You are viewing an older version of this section. View current production version.
Window Functions Guide
Window functions perform ranking and aggregate calculations across sets of rows that bear some relation to the current row. Unlike aggregates, which also act on multiple rows, window functions return a result for every row, instead of aggregating values from all rows into a single value.
Syntax
Window functions in MemSQL use the following syntax:
function ([expr]) OVER {window_name | (window_definition)}
window_definition:
[partition_by_clause] [order_by_clause] [frame_clause]
partition_by_clause:
PARTITION BY {col | expr}
order_by_clause:
ORDER BY {col | expr}
frame_clause:
{ROWS | RANGE}
{UNBOUNDED PRECEDING | int PRECEDING | CURRENT ROW} |
{BETWEEN
{UNBOUNDED PRECEDING | int {PRECEDING | FOLLOWING} | CURRENT ROW}
AND
{UNBOUNDED FOLLOWING | int {PRECEDING | FOLLOWING} | CURRENT ROW}
}
Syntax Remarks
window_definition
Window definition clauses are similar to standard GROUP BY
and ORDER BY
clauses with the following exception: you cannot refer to the projections list using aliases or position, because literal integers are treated as integers instead of positional references.
frame_clause
The frame_clause
is used with an aggregate window function, and it specifies a subset of rows in a partition to evaluate. Ranking, value, and percentile window functions are not affected by the frame_clause
because they are intended to operate on the entire set of rows in each partition.
In the frame_clause
, int PRECEDING
and int FOLLOWING
are referred to as frame offsets. RANGE
cannot be used with frame offsets. Additionally, frame offsets must be non-negative integers. Any non-integer is automatically rounded.
If BETWEEN
is not specified, the default upper bound is CURRENT ROW
. For example, ROWS UNBOUNDED PRECEDING
is equivalent to ROWS BETWEEN UNBOUNDED PRECEDING AND CURRENT ROW
.
If no frame is specified, the default is RANGE UNBOUNDED PRECEDING
, i.e. RANGE BETWEEN UNBOUNDED PRECEDING AND CURRENT ROW
.
RANGE
includes all rows whose elements in the order_by_clause
are equal. If the order_by_clause
is empty, RANGE
will include all rows in the partition. Consider the following example:
memsql> CREATE TABLE t (a INT);
memsql> INSERT INTO t VALUES (1),(2),(2),(3),(3),(3),(4);
memsql> SELECT COUNT(1) OVER (ORDER BY a ROWS UNBOUNDED PRECEDING) as 'col1',
COUNT(1) OVER (ORDER BY a RANGE UNBOUNDED PRECEDING) as 'col2' FROM t;
+------+------+
| col1 | col2 |
+------+------+
| 1 | 1 |
| 2 | 3 |
| 3 | 3 |
| 4 | 6 |
| 5 | 6 |
| 6 | 6 |
| 7 | 7 |
+------+------+
Supported Functions
The following built-in functions are supported in a window function:
Ranking functions:
Value functions:
Aggregate functions:
Percentile functions:
Named Window Definition
window_name
is a reference to a named window definition given in a WINDOW
clause, such as:
SELECT RANK() OVER window_name FROM table WINDOW window_name AS (window_definition)

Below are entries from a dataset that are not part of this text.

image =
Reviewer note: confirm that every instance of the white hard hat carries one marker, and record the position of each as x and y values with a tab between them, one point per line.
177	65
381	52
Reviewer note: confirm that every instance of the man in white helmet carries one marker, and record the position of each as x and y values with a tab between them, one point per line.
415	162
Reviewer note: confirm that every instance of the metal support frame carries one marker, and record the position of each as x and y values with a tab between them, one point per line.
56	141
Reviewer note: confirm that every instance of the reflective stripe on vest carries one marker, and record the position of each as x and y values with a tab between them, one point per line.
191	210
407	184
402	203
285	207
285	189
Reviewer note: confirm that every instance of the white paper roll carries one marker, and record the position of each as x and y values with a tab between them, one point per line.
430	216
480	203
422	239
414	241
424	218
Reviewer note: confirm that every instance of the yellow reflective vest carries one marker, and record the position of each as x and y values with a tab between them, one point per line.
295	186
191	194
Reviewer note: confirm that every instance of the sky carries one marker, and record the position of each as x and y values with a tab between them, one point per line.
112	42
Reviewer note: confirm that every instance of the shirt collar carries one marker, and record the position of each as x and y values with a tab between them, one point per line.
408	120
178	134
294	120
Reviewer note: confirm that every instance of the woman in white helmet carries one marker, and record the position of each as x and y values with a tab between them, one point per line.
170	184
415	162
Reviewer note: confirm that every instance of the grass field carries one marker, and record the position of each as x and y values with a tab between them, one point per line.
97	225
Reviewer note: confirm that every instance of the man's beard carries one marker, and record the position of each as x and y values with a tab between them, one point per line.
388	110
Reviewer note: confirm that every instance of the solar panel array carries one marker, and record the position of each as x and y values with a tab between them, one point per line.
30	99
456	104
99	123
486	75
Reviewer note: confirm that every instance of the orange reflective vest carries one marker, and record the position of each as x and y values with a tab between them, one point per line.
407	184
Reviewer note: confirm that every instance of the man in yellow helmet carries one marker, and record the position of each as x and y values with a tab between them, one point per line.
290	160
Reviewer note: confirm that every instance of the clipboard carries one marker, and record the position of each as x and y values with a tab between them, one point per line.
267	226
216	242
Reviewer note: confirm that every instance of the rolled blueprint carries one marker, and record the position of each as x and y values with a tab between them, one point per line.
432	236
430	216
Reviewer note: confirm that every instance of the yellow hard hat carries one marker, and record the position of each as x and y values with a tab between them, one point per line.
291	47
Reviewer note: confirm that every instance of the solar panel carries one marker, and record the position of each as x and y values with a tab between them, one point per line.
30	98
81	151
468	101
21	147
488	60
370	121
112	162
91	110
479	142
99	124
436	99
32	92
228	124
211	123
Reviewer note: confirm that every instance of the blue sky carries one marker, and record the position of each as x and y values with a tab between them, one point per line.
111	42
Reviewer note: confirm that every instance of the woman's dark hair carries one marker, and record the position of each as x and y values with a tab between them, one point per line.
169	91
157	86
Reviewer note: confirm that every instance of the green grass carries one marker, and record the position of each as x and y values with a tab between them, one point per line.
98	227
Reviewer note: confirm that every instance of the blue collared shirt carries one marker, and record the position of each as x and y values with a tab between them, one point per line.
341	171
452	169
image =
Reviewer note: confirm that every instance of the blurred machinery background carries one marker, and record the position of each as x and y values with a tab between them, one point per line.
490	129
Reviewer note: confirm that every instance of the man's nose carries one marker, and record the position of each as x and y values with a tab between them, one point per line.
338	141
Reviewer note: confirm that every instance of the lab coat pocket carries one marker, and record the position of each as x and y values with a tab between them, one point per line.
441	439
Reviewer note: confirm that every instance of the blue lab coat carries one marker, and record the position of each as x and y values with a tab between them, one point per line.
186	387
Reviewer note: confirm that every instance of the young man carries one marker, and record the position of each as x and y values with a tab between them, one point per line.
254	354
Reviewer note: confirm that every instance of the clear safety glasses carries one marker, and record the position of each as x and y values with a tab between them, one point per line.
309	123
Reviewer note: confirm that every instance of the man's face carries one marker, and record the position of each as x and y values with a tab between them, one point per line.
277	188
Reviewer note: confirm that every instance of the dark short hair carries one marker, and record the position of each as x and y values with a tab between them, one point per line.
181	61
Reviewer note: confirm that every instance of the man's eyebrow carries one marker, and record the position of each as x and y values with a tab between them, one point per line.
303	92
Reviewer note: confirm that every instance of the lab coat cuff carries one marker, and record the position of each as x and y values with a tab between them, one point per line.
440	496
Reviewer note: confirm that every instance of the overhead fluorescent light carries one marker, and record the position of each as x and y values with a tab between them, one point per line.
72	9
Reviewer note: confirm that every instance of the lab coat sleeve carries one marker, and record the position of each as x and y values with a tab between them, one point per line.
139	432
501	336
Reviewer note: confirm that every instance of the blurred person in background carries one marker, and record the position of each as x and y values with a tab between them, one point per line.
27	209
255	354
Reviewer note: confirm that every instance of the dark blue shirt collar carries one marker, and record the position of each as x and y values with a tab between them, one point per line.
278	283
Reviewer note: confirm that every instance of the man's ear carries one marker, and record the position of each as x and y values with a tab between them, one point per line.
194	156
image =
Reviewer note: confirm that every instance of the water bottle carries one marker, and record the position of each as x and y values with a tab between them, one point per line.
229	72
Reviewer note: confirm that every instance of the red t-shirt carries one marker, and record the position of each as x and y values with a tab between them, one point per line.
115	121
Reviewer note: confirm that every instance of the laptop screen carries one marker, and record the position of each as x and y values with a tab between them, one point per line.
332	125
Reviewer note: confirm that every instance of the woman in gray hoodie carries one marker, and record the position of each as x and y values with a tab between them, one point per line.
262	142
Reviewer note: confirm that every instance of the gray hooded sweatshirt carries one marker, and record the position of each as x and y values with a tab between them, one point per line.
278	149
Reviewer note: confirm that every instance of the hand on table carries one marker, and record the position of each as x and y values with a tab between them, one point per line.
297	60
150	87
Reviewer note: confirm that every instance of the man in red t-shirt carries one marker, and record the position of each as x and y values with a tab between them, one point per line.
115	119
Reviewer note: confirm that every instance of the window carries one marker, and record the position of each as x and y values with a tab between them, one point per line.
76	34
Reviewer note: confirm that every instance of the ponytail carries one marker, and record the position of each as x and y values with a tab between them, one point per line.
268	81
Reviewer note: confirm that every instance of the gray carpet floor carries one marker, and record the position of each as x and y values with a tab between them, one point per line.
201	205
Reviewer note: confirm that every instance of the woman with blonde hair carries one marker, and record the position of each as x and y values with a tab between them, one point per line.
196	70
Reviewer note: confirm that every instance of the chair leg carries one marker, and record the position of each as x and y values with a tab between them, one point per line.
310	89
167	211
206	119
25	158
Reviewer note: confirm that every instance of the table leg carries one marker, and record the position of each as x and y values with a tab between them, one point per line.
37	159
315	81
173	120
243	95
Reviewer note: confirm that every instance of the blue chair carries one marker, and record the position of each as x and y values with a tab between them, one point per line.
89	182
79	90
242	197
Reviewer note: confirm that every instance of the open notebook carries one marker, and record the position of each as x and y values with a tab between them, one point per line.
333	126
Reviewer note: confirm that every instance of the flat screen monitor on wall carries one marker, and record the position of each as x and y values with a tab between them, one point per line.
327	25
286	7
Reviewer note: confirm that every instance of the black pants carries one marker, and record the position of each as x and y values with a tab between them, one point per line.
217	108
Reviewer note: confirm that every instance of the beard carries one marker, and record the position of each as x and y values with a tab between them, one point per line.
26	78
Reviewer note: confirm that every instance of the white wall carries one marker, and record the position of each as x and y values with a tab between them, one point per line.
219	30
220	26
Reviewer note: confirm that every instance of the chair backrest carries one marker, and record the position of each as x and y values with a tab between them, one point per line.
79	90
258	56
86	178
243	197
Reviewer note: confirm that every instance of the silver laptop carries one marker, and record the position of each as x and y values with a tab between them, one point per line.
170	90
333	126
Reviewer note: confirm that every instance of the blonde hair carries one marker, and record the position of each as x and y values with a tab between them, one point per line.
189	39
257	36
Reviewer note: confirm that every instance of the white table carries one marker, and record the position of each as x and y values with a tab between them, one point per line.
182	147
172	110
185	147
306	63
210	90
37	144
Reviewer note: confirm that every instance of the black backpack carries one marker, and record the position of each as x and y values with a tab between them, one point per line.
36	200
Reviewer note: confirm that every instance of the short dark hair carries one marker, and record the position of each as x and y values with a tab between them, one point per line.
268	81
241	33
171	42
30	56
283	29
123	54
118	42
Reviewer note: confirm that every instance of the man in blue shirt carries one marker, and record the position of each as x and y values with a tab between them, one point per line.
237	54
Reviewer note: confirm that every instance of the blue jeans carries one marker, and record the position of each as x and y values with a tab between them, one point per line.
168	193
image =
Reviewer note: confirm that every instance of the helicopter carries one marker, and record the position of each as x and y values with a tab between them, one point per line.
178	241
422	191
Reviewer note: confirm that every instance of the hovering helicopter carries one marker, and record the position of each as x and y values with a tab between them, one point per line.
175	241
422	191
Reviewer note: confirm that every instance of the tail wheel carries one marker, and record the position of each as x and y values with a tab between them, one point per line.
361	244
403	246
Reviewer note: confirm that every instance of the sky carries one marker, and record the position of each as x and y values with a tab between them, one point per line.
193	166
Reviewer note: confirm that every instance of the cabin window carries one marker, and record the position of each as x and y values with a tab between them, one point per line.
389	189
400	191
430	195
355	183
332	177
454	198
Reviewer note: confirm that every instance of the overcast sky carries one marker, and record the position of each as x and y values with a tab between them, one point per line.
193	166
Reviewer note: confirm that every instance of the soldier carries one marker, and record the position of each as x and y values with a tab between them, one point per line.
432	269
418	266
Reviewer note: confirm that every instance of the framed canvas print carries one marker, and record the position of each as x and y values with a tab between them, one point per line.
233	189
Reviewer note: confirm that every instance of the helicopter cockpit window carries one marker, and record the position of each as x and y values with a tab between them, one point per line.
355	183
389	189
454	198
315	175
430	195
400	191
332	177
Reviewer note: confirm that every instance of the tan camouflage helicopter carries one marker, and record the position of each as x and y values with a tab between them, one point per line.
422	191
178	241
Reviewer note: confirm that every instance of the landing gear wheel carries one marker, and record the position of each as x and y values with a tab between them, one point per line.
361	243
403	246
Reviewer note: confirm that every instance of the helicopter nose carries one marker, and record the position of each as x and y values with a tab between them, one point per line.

If using multiple window functions on the same window frame, you may see improved performance by setting and using a window_name. Using the same window_name across multiple functions allows MemSQL code generation to make execution more efficient.
Consider the following examples. The statement below does not use a window_name
for two identical window definitions.
SELECT website, timestamp,
AVG(clicks) OVER (PARTITION BY website
ORDER BY timestamp
ROWS BETWEEN 3 PRECEDING AND 3 FOLLOWING),
SUM(visits) OVER (PARTITION BY website
ORDER BY timestamp
ROWS BETWEEN 3 PRECEDING AND 3 FOLLOWING)
FROM t;
The statement above can be improved by using window_name
syntax, which will improve performance:
SELECT website, timestamp,
AVG(clicks) OVER w,
SUM(visits) OVER w
FROM t
WINDOW w AS (PARTITION BY website
ORDER BY timestamp
ROWS BETWEEN 3 PRECEDING AND 3 FOLLOWING);
The second version of the query has fewer parameters, so the generated code can be smaller and more efficient.
Examples
In the following simple examples, the table t
contains four uniquely identified values divided into two categories.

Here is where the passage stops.